Comment by satvikpendem

3 days ago

> I'm curious what the mental calculus was that a $5k laptop would competitively benchmark against SOTA models for the next 5 years was.

Well, the hardware remains the same but local models get better and more efficient, so I don't think there is much difference between paying 5k for online models over 5 years vs getting a laptop (and well, you'll need a laptop anyway, so why not just get a good enough one to run local models in the first place?).

Even if intelligence scaling stays equal, you'll lose out on speed. A sota model pumping 200 tk/s is going to be impossible to ignore with a 4 year old laptop choking itself at 3 tk/s.

Even still, right now is when the first gen of pure LLM focused design chipsets are getting into data centers.

  • > Even if intelligence scaling stays equal, you'll lose out on speed. A sota model pumping 200 tk/s is going to be impossible to ignore with a 4 year old laptop choking itself at 3 tk/s.

    Unless you're YOLOing it, you can review only at a certain speed, and for a certain number of hours a day.

    The only tokens/s you need is one that can keep you busy, and I expect that even a slow 5token/sec model utilised 60s in every minute, 60m of every hour and 24 hours of every day is way more than you can review in a single working day.

    The goal we should be moving towards is longer-running tasks, not quicker responses, because if I can schedule 30 tasks to my local LLm before bed, then wake up in the morning and schedule a different 30, and only then start reviewing, then I will spend the whole day just reviewing while the LLM is generating code for tomorrow's review. And for this workflow a local model running 5 tokens/s is sufficient.

    If you're working serially, i.e. ask the LLM to do something, then review what it gave you, then ask it to do the next thing, then sure, you need as many tokens per second as possible.

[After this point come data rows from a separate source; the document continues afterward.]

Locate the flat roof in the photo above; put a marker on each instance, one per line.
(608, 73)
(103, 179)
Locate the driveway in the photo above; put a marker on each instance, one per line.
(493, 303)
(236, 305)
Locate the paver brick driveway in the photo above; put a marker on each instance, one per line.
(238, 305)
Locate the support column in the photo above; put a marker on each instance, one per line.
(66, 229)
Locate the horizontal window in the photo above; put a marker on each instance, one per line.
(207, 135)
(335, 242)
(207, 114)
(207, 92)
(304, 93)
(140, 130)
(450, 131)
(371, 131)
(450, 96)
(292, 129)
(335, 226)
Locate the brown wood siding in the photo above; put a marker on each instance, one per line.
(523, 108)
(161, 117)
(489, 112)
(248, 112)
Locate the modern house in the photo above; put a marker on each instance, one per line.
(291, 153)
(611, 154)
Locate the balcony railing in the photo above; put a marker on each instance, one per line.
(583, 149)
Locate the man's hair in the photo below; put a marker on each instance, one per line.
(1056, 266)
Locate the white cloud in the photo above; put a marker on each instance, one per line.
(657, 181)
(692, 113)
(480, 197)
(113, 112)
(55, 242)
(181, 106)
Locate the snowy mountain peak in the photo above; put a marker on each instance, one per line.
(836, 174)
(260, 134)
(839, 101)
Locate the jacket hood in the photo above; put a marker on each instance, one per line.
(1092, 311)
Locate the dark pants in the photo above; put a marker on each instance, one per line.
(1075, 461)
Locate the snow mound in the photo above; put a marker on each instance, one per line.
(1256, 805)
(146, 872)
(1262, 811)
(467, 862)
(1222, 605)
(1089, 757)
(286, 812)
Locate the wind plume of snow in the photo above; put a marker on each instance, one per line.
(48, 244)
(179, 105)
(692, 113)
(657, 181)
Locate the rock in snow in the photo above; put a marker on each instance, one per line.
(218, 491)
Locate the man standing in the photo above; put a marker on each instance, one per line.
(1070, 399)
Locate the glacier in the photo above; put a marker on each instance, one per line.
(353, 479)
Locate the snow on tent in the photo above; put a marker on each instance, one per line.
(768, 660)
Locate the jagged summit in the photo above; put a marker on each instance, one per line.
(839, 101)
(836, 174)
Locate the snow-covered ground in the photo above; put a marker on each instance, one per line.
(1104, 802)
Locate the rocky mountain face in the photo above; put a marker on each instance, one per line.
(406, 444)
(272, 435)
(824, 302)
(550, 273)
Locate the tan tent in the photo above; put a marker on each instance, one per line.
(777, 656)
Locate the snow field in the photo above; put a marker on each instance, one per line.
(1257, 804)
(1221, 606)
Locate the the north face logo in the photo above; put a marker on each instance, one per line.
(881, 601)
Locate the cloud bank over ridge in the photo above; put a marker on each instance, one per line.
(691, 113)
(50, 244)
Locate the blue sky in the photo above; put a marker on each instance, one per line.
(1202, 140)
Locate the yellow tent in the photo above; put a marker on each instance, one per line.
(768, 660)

    Personally, I want to move to long-running tasks and not have to babysit the thing all day, checking in at 5m intervals.

  • At a certain point, tokens per second stop mattering because the time to review stays constant. Whether it shits out 200 tokens a second versus 20, it doesn't much matter if you need to review the code that does come out.

If you have inference running on this new 128GB RAM Mac, wouldn't you still need another separate machine to do the manual work (like running IDE, browsers, toolchains, builders/bundlers etc.)? I can not imagine you will have any meaningful RAM available after LLM models are running.

  • No? First of all you can limit how much of the unified RAM goes into VRAM, and second, many applications don't need that much RAM. Even if you put 108 GB to VRAM and 16 to applications, you'll be fine.